Hackers Demand Ransom To Sort Out CarePartners Data Breach
Not only did the hackers claim to have the data, but also shared the sample of data they stole from CarePartners data breach. This sample supposedly includes data of more than 80,000 patients.
The sample data included explicit details of the patients such as their names, birthdays, contact addresses and card numbers. Moreover, the hackers also shared patients’ detailed medical histories along with diagnoses, prognosis, surgeries, and medications, etc.
Besides medical records, another document which hackers shared possessed credit card details with security codes. These details belonged to around 140 patients.
Hackers claim that CarePartners left the data unencrypted. So, they simply exploited the software vulnerability which occurred as the software as not updated for two years. To hide this data, and to tell CarePartners about the vulnerability, hackers demand ransom. According to what they said to CBC,
“This data breach affects hundreds of thousands of Canadians and was completely avoidable. None of the data we have was encrypted,” hackers told CBC. “We requested compensation in exchange for telling them how to fix their security issues and for us to not leak data online.”

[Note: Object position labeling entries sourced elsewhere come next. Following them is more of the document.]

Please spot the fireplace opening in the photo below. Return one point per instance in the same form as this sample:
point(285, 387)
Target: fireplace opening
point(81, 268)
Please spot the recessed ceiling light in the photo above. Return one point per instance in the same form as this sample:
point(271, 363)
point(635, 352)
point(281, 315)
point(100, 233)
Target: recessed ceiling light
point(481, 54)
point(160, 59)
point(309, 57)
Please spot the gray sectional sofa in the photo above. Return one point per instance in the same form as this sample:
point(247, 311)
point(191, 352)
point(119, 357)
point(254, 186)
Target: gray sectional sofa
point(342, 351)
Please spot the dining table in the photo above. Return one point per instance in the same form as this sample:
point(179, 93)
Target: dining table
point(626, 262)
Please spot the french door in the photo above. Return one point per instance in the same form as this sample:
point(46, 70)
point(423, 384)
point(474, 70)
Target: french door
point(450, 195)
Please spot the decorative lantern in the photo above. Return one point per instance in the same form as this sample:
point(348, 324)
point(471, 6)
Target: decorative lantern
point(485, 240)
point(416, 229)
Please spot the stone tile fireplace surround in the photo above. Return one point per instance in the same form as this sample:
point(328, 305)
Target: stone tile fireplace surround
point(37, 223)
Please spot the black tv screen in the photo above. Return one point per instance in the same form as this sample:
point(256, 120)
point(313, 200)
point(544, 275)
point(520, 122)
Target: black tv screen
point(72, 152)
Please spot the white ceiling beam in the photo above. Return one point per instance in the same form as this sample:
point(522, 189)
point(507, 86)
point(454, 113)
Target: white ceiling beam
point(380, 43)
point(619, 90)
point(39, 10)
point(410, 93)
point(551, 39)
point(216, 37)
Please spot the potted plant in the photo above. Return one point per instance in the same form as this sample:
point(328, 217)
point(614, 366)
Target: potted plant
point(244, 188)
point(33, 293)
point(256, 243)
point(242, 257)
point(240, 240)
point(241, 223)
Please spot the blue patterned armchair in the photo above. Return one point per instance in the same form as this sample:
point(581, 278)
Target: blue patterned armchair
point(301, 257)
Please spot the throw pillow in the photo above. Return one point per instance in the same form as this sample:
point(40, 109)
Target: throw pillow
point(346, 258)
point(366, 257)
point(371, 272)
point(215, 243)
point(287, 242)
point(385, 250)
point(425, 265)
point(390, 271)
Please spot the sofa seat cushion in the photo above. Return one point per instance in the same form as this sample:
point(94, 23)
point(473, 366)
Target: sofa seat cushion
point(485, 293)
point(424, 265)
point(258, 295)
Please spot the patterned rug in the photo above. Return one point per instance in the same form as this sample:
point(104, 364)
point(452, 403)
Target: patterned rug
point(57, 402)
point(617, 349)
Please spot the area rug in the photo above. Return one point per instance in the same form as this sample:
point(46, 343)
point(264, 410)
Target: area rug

Apparently, the attackers compare their demand for ransom to the reward for a bug bounty program. Nonetheless, it should be kept in mind that they literally hacked the data from the company’s system without their consent or knowledge. Therefore it is not comparable to the efforts of cybersecurity researchers and bug bounty programs.
CarePartners Respond To Hackers’ Claims
CarePartners has now released an official statement explaining that the hackers contacted them on June 11, 2018. According to their statement, they began investigations and informed the public about the breach on June 18, 2018.
As advised in their statement,
“To date, CarePartners has confirmed that 627 patient files and 886 employee records were affected. Forensics investigations are ongoing. The maximum extent of any breach with respect to patient information is the approximately 237,000 patients for which CarePartners has provided care and collected information.”
CarePartners remain contented with their security measures and call CBC’s report an attempt by the hackers to defame the firm.
“We are concerned that the cyber-attackers may be using the CBC to further their own extortion agenda. It is a common strategy of cyber-attackers to contact media in an effort to embarrass and shame their victims.”
They reinforce their pledge to protect their customers’ privacy.
However, they have not stated anything in their statement whether they would pay the demanded ransom to the hackers or not.